Monday, February 26, 2007

What's good for the environment is good for Wall Street

"We didn’t want to be on the wrong side of history."
A Buyout Deal That Has Many Shades of Green

By ANDREW ROSS SORKIN, New York Times

About two weeks ago, Fred Krupp, the president of a nonprofit advocacy group called Environmental Defense, received an unusual phone call.

William K. Reilly, the former administrator for the Environmental Protection Agency under President George H. W. Bush, was on the other end. But before Mr. Reilly would explain the reason for his call, he said he needed an assurance from Mr. Krupp that he would keep the conversation confidential.

After receiving such a pledge, Mr. Reilly dropped a bombshell: the TXU Corporation, the Texas energy giant that had become the whipping boy of the nation’s largest environmental groups, was in talks to be sold to a group led by Kohlberg Kravis Roberts & Company and Texas Pacific Group, two large private equity firms.

Mr.
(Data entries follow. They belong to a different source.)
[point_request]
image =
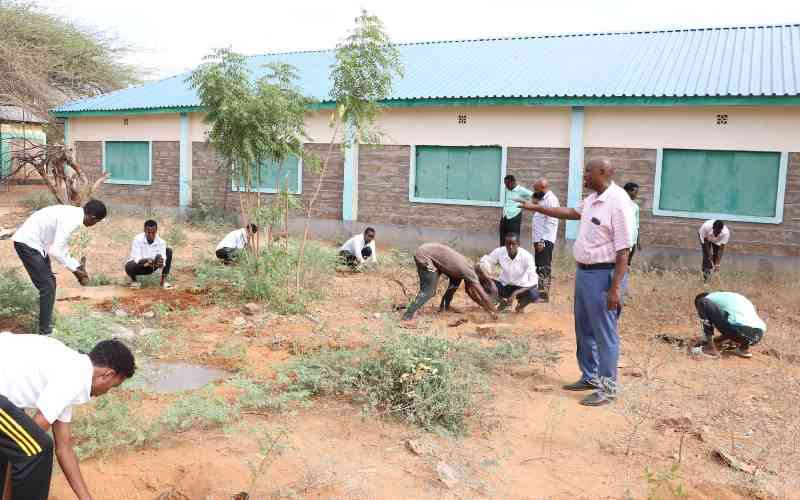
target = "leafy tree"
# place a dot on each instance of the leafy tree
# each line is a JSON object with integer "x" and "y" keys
{"x": 252, "y": 121}
{"x": 366, "y": 64}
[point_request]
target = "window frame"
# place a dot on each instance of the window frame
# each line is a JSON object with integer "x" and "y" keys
{"x": 148, "y": 182}
{"x": 412, "y": 178}
{"x": 237, "y": 189}
{"x": 783, "y": 166}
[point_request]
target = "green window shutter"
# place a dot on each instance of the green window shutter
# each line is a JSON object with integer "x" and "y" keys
{"x": 458, "y": 174}
{"x": 273, "y": 176}
{"x": 431, "y": 172}
{"x": 721, "y": 182}
{"x": 128, "y": 162}
{"x": 485, "y": 164}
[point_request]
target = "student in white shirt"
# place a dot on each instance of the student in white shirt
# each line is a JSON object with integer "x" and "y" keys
{"x": 46, "y": 233}
{"x": 517, "y": 281}
{"x": 42, "y": 374}
{"x": 714, "y": 235}
{"x": 545, "y": 229}
{"x": 234, "y": 242}
{"x": 359, "y": 249}
{"x": 148, "y": 253}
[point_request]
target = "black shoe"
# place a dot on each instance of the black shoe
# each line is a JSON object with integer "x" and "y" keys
{"x": 580, "y": 385}
{"x": 597, "y": 399}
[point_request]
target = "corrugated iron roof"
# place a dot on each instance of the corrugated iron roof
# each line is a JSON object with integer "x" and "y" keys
{"x": 17, "y": 114}
{"x": 734, "y": 61}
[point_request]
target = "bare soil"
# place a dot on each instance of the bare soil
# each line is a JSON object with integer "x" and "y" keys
{"x": 532, "y": 441}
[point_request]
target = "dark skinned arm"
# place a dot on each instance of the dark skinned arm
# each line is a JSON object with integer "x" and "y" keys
{"x": 620, "y": 268}
{"x": 62, "y": 436}
{"x": 476, "y": 293}
{"x": 557, "y": 212}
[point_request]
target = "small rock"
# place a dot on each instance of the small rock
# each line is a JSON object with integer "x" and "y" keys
{"x": 251, "y": 309}
{"x": 121, "y": 332}
{"x": 447, "y": 475}
{"x": 414, "y": 447}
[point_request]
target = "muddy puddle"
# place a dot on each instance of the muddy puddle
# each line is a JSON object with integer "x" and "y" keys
{"x": 167, "y": 377}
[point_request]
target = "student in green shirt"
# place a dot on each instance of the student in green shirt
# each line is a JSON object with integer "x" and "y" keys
{"x": 511, "y": 221}
{"x": 736, "y": 319}
{"x": 633, "y": 191}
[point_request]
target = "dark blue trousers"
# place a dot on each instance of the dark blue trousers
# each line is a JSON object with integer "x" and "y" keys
{"x": 596, "y": 328}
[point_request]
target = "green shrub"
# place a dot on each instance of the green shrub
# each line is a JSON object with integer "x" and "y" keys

Reilly, who works for Texas Pacific, said he wanted to negotiate a cease-fire. If the investors succeeded in taking over TXU, Mr. Reilly said, they would commit themselves to scale back significantly on TXU’s plan to build 11 new coal plants and adhere to a strict set of environmental rules. In return, he wanted the support of Mr. Krupp and his peers, who had spent the past several months waging a bitter and public war against TXU.

Early Monday, after several weeks of marathon negotiations that brought together both environmentalists and Wall Street bankers, TXU announced that its board of directors had approved the bid from Kohlberg Kravis and Texas Pacific for about $45 billion, which would be the largest buyout in history.

The deal was noteworthy not just for its size, but for the confluence of business decisions and environmental concerns that drove the ultimate transaction. Because private equity firms are unregulated and historically have valued their privacy, neither Kohlberg Kravis nor Texas Pacific were eager to become an "enemy combatant" of the environmental groups, people involved in the talks said. Reducing the coal plant initiative will also free up billions of dollars in planned spending that the firms will be able to use for other projects or to help finance the transaction.